Abstract

Despite advances in antiarrhythmic and device therapy, ventricular tachycardia (VT) continues to be a major cause of increased morbidity and mortality. During scar-mediated monomorphic ventricular tachycardia ablation, the search for critical isthmus sites continues to be the primary goal during successful ablative procedures. However, given the overwhelming hemodynamic instability of most ventricular arrhythmias (> 70%), VT ablation is increasingly performed during sinus rhythm. This technique requires either a greater reliance on isthmus surrogates, or more extensive ablation techniques and is a more probabilistic approach to substrate modification. We believe that a better understanding of scar physiology and activation during sinus rhythm has important implications for clinical workflow and mechanistic improvements with current ablation strategies.
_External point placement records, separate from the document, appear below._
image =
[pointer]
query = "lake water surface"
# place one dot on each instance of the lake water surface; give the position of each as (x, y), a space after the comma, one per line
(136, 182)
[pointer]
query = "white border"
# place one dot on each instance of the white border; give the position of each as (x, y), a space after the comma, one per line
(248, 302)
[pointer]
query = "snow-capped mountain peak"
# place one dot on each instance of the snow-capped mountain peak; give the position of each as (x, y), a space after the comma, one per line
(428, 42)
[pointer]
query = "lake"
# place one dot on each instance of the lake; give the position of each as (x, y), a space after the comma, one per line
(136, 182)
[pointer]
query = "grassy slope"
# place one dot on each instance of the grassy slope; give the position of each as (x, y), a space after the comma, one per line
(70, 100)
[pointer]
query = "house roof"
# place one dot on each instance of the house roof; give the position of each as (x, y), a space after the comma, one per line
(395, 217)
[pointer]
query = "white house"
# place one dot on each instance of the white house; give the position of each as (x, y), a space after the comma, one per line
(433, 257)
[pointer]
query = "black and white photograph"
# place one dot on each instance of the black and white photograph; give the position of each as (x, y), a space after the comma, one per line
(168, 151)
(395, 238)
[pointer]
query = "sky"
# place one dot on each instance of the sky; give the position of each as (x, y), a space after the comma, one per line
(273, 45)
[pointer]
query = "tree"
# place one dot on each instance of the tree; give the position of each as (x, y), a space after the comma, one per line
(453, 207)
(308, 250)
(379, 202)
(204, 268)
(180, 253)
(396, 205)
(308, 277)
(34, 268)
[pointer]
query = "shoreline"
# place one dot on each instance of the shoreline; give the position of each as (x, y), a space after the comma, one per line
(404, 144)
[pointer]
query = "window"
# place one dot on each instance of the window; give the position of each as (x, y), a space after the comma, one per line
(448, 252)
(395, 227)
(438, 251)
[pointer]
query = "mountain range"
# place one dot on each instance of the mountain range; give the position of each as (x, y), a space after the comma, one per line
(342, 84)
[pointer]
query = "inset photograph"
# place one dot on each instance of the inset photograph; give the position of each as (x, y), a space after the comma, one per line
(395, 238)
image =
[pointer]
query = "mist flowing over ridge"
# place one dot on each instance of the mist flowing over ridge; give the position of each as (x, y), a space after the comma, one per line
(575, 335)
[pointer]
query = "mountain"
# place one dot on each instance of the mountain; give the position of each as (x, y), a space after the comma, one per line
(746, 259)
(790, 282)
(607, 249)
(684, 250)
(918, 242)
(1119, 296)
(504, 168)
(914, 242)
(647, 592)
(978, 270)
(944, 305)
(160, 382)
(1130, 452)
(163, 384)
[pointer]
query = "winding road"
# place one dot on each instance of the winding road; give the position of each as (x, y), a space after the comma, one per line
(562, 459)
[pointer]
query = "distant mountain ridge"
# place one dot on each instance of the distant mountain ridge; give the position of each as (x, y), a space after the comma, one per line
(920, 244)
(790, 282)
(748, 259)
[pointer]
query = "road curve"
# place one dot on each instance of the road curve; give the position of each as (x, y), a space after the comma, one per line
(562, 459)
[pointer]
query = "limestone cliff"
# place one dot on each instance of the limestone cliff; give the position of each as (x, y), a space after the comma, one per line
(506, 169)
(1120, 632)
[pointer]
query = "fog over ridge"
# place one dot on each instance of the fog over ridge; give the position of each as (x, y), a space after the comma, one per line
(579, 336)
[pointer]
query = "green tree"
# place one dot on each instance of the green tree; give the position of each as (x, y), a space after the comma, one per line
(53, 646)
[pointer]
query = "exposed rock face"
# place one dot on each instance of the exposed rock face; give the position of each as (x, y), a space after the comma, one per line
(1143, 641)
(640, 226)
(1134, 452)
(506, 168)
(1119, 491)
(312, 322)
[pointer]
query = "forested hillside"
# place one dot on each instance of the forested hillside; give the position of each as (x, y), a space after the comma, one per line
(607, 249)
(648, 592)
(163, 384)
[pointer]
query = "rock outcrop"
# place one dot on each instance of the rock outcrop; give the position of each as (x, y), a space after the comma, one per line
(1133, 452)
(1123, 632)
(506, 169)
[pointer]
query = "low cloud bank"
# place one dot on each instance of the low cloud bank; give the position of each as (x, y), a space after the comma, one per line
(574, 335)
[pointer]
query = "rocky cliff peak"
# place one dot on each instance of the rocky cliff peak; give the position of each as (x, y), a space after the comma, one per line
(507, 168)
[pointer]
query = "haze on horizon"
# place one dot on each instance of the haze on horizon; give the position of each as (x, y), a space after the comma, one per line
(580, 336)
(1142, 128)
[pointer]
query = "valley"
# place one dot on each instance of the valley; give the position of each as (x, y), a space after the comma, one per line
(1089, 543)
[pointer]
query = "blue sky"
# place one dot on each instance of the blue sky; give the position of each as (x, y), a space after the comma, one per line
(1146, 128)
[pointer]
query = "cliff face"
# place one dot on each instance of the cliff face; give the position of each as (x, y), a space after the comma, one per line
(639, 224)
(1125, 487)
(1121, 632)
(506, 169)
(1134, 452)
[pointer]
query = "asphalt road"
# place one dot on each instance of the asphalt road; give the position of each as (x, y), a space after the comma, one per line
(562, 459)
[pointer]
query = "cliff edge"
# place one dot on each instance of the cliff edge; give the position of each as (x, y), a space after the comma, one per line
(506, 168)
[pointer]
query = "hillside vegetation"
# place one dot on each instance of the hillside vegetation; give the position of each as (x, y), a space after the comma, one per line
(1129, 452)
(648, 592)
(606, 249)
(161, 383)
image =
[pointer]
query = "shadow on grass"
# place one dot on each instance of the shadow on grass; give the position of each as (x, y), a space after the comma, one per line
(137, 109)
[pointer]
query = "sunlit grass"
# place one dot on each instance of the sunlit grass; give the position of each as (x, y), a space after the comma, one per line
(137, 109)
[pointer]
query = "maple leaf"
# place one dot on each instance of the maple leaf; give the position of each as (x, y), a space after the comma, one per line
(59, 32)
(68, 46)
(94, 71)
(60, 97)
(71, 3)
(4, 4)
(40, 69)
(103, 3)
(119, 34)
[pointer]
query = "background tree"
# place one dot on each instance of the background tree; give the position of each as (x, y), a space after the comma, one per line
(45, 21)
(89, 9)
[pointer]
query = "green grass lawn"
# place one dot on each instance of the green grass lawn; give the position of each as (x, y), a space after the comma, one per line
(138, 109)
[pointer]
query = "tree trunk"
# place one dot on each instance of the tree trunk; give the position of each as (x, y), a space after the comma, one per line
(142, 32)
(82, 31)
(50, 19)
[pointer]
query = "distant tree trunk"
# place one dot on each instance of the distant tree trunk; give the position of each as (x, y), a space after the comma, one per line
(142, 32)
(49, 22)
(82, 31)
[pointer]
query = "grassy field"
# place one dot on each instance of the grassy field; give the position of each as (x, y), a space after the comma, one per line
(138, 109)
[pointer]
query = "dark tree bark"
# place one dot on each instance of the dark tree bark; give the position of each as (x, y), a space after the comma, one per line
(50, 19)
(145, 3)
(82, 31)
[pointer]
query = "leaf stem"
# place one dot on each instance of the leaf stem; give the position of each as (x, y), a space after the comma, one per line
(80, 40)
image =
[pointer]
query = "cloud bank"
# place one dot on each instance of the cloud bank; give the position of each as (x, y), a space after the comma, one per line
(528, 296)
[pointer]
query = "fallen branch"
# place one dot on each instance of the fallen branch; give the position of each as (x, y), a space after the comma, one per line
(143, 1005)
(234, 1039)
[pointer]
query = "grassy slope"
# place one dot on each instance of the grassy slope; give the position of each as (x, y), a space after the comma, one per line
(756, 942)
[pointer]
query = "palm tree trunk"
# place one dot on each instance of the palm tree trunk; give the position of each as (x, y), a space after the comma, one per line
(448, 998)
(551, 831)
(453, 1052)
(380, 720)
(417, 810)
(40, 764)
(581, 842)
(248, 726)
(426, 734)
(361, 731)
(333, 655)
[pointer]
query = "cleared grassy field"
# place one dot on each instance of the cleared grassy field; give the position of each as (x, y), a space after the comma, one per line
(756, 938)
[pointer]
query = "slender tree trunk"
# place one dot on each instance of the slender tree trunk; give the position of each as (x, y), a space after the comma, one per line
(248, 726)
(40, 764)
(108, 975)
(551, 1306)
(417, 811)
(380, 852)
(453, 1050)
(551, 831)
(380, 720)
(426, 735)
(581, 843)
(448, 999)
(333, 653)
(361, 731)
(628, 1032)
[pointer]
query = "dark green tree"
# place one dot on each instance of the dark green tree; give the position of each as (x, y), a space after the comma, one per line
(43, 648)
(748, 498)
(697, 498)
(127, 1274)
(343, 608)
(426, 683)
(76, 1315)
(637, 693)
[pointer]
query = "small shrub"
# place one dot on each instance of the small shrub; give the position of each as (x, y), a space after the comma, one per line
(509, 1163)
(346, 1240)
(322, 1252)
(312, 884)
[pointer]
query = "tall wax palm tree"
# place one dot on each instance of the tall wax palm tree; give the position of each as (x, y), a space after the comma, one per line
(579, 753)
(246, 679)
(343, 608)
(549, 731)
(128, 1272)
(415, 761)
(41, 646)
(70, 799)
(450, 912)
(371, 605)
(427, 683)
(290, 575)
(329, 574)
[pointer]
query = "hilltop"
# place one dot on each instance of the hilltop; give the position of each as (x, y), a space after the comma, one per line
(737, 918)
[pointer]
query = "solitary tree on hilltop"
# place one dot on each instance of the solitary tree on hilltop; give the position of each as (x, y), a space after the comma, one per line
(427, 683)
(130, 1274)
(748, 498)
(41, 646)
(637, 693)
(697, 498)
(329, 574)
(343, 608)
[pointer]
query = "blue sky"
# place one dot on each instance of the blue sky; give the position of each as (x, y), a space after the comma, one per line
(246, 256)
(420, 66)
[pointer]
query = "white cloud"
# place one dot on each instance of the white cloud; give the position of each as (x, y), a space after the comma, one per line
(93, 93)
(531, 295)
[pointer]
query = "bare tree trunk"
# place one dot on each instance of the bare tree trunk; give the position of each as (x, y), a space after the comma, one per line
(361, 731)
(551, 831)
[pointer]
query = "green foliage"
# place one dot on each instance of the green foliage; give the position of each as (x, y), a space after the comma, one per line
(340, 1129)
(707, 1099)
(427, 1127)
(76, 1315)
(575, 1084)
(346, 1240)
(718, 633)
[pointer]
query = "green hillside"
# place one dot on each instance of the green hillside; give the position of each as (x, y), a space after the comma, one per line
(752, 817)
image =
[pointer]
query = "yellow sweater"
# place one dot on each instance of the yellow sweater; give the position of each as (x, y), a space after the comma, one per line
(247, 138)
With advancements in high-density mapping and multi-electrode catheter technology, mapping of VT substrates is performed with higher resolution, with improved visualization of local abnormal ventricular activities (LAVA), and with a more nuanced functional understanding of late potentials. As a prerequisite, our practice for VT ablation starts with a high-density structural map to identify voltage abnormalities as well as an isochronal functional map of sinus rhythm activation to identify region of discontinuous wavefront propagation. As the era of increased automation has emerged, there continues to be vast array of customizable features, and we have adopted the use of multiple wavefront mapping to further elucidate possible arrhythmogenic substrate. Our emerging understanding of how scar propagation patterns relate to areas of abnormal signals and critical isthmuses may greatly improve the ability to identify surrogates during sinus rhythm and help localize the most arrhythmogenic regions within a given scar. In the hemodynamically unstable patients, we routinely integrate isochronal late activation mapping (ILAM) to identify areas of slow conduction to initiate our targeted ablation and substrate modification. Multi-electrode delineation of the entire reentrant VT circuit has value in understanding the size of the circuit, rotational nature, and transmural extent of human reentry. Correlative studies between the activation of the complete VT circuit and sinus rhythm are likely to provide important mechanistic insights on where fixed and/or functional block occurs within a complex scar substrate.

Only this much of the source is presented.